The Charles Schulz Museum in California, US – a mecca for Peanuts fans – is to open its first official satellite museum on 23 April in Tokyo. The Snoopy Museum Tokyo opened its doors to the media on 21 April for a special preview of the 150 Snoop- related items, including original comic strips and vintage goods.
While this exclusive museum is the first such Snoopy collection outside the original located in California, it is temporary and will close doors in September 2018. Some items are being displayed in public for the first time, such as a colour cartoon strip Schulz penned especially for his wife. Schulz wrote: For Jeanie, my Valentine with Love, Sparky. Sparky was Schulzs nickname.
Well I think Japan as a culture has an appreciation for comics and that probably helped some. As a cartoonist and fan myself, I love coming to Japan and seeing the wide array of other comic characters here, but I also think theres sort of a calligraphy component to Schulzs work, his pen work, maybe an appeal to Japanese fans early on, said Paige Braddock, creative director of the Charles M Schulz Creative Association.

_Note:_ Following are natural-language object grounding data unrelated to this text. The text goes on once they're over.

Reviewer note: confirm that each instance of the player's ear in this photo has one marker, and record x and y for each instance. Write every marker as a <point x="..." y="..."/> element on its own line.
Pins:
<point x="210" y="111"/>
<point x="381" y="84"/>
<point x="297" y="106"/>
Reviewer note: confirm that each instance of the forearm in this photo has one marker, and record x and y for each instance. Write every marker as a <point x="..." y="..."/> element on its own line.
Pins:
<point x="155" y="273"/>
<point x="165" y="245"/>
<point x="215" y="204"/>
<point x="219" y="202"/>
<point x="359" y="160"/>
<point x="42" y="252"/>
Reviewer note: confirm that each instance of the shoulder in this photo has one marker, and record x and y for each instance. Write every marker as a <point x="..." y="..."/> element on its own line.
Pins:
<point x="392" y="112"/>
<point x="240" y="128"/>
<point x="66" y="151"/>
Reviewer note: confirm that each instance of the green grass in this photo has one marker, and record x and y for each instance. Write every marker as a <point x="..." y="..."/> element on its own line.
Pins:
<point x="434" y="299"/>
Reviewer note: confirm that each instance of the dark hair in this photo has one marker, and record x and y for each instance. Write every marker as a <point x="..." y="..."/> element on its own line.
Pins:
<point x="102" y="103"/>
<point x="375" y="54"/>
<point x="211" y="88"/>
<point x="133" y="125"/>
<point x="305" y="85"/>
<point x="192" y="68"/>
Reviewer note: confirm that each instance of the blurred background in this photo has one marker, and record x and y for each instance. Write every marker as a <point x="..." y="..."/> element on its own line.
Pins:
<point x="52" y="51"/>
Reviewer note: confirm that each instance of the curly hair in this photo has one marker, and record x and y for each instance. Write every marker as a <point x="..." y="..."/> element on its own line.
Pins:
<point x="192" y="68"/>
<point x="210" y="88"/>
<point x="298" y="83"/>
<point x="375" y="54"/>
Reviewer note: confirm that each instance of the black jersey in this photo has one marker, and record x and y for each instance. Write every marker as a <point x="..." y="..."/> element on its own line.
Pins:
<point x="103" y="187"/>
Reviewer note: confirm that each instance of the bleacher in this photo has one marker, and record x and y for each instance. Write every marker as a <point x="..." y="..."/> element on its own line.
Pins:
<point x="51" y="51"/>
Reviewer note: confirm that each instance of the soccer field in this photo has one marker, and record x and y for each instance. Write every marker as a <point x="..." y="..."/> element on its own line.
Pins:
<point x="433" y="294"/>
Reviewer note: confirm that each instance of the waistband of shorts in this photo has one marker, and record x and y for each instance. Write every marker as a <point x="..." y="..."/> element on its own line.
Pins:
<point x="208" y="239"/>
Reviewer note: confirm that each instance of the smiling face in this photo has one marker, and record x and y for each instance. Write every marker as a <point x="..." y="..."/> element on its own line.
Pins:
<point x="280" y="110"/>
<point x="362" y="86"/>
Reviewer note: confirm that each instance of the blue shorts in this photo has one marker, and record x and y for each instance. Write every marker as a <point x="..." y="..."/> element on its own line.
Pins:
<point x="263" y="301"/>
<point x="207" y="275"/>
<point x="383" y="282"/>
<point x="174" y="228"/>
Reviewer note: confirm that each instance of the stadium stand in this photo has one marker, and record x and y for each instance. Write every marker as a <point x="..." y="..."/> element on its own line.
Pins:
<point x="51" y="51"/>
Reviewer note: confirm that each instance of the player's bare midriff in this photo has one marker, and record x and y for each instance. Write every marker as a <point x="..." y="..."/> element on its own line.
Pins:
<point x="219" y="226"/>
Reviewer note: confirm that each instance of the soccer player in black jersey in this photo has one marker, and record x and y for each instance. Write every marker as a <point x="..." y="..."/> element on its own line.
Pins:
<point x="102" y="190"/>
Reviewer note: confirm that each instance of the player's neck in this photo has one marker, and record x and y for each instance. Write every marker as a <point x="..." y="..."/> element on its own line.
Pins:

Snoopy, a beagle in the comic strip Peanuts, first came to life in 1950. The iconic American cartoon soon developed a global following and also in Japan. However, Braddock said while Snoopy is popular in Japan, it has to compete with other iconic characters in Japan such as Hello Kitty and Dragon Ball.
I think a little bit of our challenge is introducing fans to Snoopy who maybe dont know Snoopy. But, once they discover Snoopy, there are universal truth in that comics that I think appeal to every generation regardless of age because the comic is not just about humour; its about relationship, its about failures, its about joy, it really runs the whole range of human emotion and story-telling, she said.
Although the entry fee to the museum will cost 2,000 yen (£12.64, $18.22), it is scheduled to change its contents every 6 months to appeal to a wider range of visitors.